2. Experiment of system applicability: 200 mu L of the system applicability solution is put into a sample tray, and according to the well-established chromatographic conditions (the detection wavelength is 260nm, the flow rate is 0.5ml/min, the column temperature is 35 ℃, the sample loading amount is 20 mu L, the mobile phase A is 20mmol/L Tris pH8.0 solution, the mobile phase B is 20mmol/L Tris 1mol/L NaCl pH8.0 solution, the gradient elution is 1 percent), the continuous sample introduction is carried out for 6 times, 20 mu L of sample introduction is carried out each time, the chromatogram is recorded, the system applicability report is taken out, and the main peak separation degree, the theoretical plate number, the tailing and the RSD (peak area and peak output time) are calculated (Table 4). As shown in FIG. 12, the main peak was completely separated from the impurity peak, and the peak heights of the open-loop structure and linear structure of the plasmid reached about one tenth of the peak height of the main peak.

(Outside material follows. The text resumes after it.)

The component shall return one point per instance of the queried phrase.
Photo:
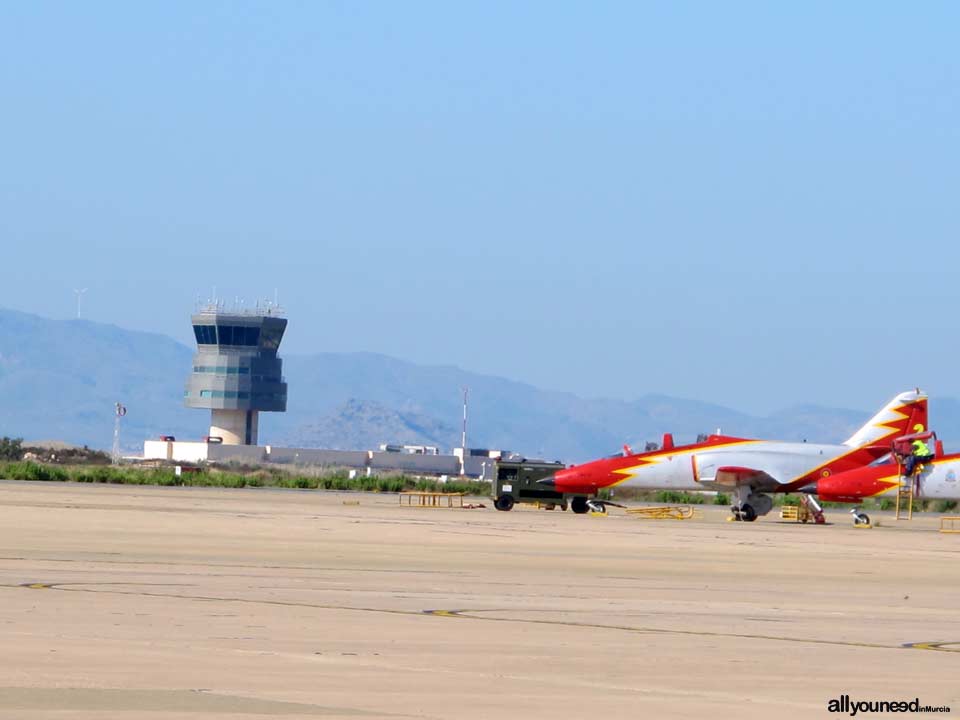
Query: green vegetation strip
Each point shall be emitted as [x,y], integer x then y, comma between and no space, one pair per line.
[27,470]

TABLE 4 separation of the applicable solutions of the System

3. Drawing a standard curve (external standard curve method): the standard curve solution was placed in a sample tray and samples were sequentially injected according to the established chromatographic conditions, 2 samples were injected for each time, 20 μ L for each sample, and the standard curve and the linear regression equation were plotted using the peak area (average of two times) and the concentration of supercoiled plasmid, as shown in fig. 13.

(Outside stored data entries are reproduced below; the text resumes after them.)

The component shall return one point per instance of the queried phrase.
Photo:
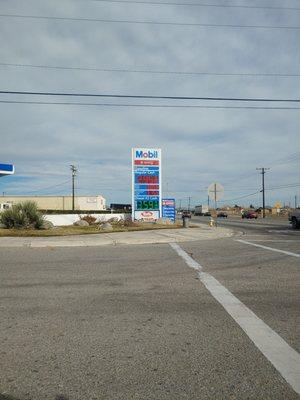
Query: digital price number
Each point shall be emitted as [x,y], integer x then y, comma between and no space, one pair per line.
[147,205]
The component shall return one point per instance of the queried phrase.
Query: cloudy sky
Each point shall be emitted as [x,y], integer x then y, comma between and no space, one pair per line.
[199,145]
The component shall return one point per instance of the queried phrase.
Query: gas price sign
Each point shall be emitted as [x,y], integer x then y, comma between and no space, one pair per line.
[146,184]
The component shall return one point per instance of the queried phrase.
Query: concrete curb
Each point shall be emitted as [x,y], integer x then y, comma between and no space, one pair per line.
[203,232]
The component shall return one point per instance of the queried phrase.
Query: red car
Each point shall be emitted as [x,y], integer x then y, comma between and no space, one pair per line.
[249,215]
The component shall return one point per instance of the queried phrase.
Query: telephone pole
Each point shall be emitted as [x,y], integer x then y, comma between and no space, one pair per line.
[263,171]
[74,171]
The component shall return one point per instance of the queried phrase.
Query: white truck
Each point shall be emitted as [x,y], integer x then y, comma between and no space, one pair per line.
[294,218]
[200,210]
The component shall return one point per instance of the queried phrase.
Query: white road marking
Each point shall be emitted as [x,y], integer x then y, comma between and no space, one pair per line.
[289,253]
[283,357]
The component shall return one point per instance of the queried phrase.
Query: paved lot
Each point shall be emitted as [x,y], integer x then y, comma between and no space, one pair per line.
[135,322]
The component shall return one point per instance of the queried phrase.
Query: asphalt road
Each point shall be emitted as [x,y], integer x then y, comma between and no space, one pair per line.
[136,322]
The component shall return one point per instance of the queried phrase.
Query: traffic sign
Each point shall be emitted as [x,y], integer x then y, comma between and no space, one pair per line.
[215,191]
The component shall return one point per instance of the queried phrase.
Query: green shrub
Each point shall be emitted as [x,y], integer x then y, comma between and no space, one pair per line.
[22,215]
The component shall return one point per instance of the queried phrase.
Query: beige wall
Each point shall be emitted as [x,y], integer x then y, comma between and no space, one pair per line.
[59,202]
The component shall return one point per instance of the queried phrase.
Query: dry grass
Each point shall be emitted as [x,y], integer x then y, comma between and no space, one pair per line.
[83,230]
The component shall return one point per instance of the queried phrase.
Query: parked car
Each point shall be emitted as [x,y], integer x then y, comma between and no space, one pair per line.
[249,215]
[222,214]
[186,214]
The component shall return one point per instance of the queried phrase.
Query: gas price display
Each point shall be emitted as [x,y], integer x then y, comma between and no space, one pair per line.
[146,182]
[147,205]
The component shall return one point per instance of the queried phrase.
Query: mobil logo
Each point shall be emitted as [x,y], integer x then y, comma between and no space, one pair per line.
[146,154]
[147,214]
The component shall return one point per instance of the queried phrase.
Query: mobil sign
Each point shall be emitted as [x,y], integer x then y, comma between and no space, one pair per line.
[7,169]
[146,184]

4. And (3) testing a test solution: and (3) putting 100 mu L of sample solution into a sample tray, injecting samples according to the well-formulated chromatographic conditions, injecting samples for each sample for 2 times, injecting samples for 20 mu L each time, and recording a chromatogram.

5. The calculation method comprises the following steps: purity C ═ Cx/C_MeasuringX 100%. Cx is the concentration of the supercoiled plasmid of the test sample; c_MeasuringThe plasmid concentration was determined by ultraminiUV spectrophotometry (Q5000).

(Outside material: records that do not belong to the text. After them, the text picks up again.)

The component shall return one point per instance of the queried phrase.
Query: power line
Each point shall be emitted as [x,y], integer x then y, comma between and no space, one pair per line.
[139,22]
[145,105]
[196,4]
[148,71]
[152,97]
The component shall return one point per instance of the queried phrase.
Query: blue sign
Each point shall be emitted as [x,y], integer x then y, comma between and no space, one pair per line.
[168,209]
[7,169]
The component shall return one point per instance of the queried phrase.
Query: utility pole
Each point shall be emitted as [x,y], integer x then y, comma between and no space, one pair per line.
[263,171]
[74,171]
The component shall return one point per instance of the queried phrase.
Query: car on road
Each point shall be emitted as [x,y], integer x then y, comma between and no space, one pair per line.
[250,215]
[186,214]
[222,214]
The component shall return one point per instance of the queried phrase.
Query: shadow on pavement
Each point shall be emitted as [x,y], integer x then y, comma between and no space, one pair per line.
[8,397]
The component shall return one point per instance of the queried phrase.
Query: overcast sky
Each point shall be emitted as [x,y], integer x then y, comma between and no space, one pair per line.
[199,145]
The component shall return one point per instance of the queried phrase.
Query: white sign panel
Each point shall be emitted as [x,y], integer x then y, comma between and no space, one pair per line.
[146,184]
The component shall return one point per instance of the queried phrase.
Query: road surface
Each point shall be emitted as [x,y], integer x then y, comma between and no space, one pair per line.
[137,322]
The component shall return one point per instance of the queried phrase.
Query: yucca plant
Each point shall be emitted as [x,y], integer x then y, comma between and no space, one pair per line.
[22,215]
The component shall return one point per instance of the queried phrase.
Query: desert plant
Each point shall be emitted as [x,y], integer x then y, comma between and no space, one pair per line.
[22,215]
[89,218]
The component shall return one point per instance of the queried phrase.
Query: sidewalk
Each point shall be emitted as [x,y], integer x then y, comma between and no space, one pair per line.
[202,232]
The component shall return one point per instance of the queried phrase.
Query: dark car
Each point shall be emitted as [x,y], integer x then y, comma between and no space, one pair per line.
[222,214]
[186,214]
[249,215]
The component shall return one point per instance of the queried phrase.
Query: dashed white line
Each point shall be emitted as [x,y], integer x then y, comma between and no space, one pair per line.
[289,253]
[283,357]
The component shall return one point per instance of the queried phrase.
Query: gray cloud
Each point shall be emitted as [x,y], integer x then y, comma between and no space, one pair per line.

Example 7: results and analysis of the experiments

Through chromatogram and experimental data analysis (table 5-table 6), under the condition of the detection method, the sample concentration of BZ2K plasmid supercoiled structure plasmid is between 49.94 ng/muL and 249.71 ng/muL, the supercoiled plasmid in the plasmid is completely and effectively separated from other two structure plasmids, the concentration of the supercoiled plasmid can be rapidly and accurately calculated through an external standard method, and the purity of the supercoiled plasmid is calculated to be 84.71%.

TABLE 5

TABLE 6

Although embodiments of the present invention have been shown and described above, it is understood that the above embodiments are exemplary and should not be construed as limiting the present invention, and that variations, modifications, substitutions and alterations can be made to the above embodiments by those of ordinary skill in the art within the scope of the present invention.